"The art of the possible," a catchphrase among boosters of the modern transparency movement, may be running headlong into practical necessities.
In late 2008, we cheered when the District of Columbia announced it had surfaced 260 data feeds that could be mashed up usefully by citizen coders. Apps for Democracy, an initial contest with modest prize money, is now a recurring D.C. event and has proliferated to San Francisco, Seattle and New York.
The idea was spread by the Sunlight Foundation in "helping citizens, bloggers and journalists be their own best watchdogs, by improving access to existing information and digitizing new information, and by creating new tools and Web sites to enable all of us to collaborate in fostering greater transparency." The foundation funded Code for America, which created a replicable model for data mash-up contests.
Sunlight cut its chops in this space with Apps for America, which encouraged the same kind of transparency in the federal government. The contest's second round, Data.gov Challenge, found talent to interrogate raw resources in the federal data repository, the holdings of which began with 47 entries and now approaches 120,000 data sets.
It's hard to dispute that information wants to be free, but - and it is an increasingly large "but" - somebody must pay to for the plumbing if transparency is to fulfill its promise.

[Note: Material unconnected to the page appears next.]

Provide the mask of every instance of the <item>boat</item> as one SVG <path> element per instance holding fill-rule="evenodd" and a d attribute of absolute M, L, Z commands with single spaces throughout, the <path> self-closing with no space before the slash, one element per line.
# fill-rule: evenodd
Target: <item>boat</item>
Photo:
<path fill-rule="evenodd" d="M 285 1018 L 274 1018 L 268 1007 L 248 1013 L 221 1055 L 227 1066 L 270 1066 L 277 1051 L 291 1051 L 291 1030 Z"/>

It isn't that surfacing government data is bad, but it comes with a bow wave. The more data feeds, sets and sources that are surfaced, the larger the wave. Government sets the wave in motion for all the right reasons and now finds itself with an unpaid mandate of its own creation - providing context.

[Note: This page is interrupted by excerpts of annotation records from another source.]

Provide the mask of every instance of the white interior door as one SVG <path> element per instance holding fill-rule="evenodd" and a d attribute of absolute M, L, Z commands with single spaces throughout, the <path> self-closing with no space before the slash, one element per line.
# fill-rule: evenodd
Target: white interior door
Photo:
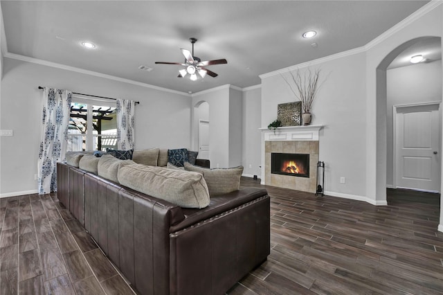
<path fill-rule="evenodd" d="M 199 159 L 209 159 L 209 121 L 199 122 Z"/>
<path fill-rule="evenodd" d="M 396 107 L 396 186 L 440 190 L 440 104 Z"/>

In a recent analysis, Daniel Castro, senior analyst of the Information Technology and Innovation Foundation, wrote, "Although Web sites like Data.gov provide tools for users to rate the quality of data sets, agencies responsible for maintaining data sets should take on more responsibility for noting any data quality issues. For example, agencies should make clear any known limitations of data sets, such as poor survey response rates, grossly inaccurate data or outdated information."
There are also the serious matters of data definitions, standards and architectures - the life's work of a small, unsung group of data professionals. They make the case for bringing old-school disciplines to these new pursuits. It's the kind of thing you can't get done by crowdsourcing alone.

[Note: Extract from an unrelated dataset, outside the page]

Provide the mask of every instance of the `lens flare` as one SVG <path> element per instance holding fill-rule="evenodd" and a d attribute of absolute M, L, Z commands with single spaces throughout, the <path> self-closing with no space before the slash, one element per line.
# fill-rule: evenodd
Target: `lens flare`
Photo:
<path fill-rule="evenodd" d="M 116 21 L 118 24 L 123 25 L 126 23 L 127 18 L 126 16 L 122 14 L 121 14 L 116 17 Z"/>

Several states - Maine, Utah and California - have brought data sets (about 40 each, excluding GIS data) together in a single spot on their respective portals. Those relatively small numbers may prove advantageous as they and others ramp up for what comes next. In addition to raw data, states are packaging and presenting data in consumable ways - through stimulus tracking tools, searchable state checkbooks that show revenue and expenditures, and campaign finance disclosure services.
Whether done by governments or third parties (friendly or not), and 44 years after the dawn of the open government movement, we still may be closer to the beginning of the process than the end. Perhaps the greatest risk is the digital equivalent of malicious compliance - where government makes available huge volumes of "undisciplined" data in ways that can't be used to hold public agencies accountable, keep communities safe, fuel economic activity or some other public good.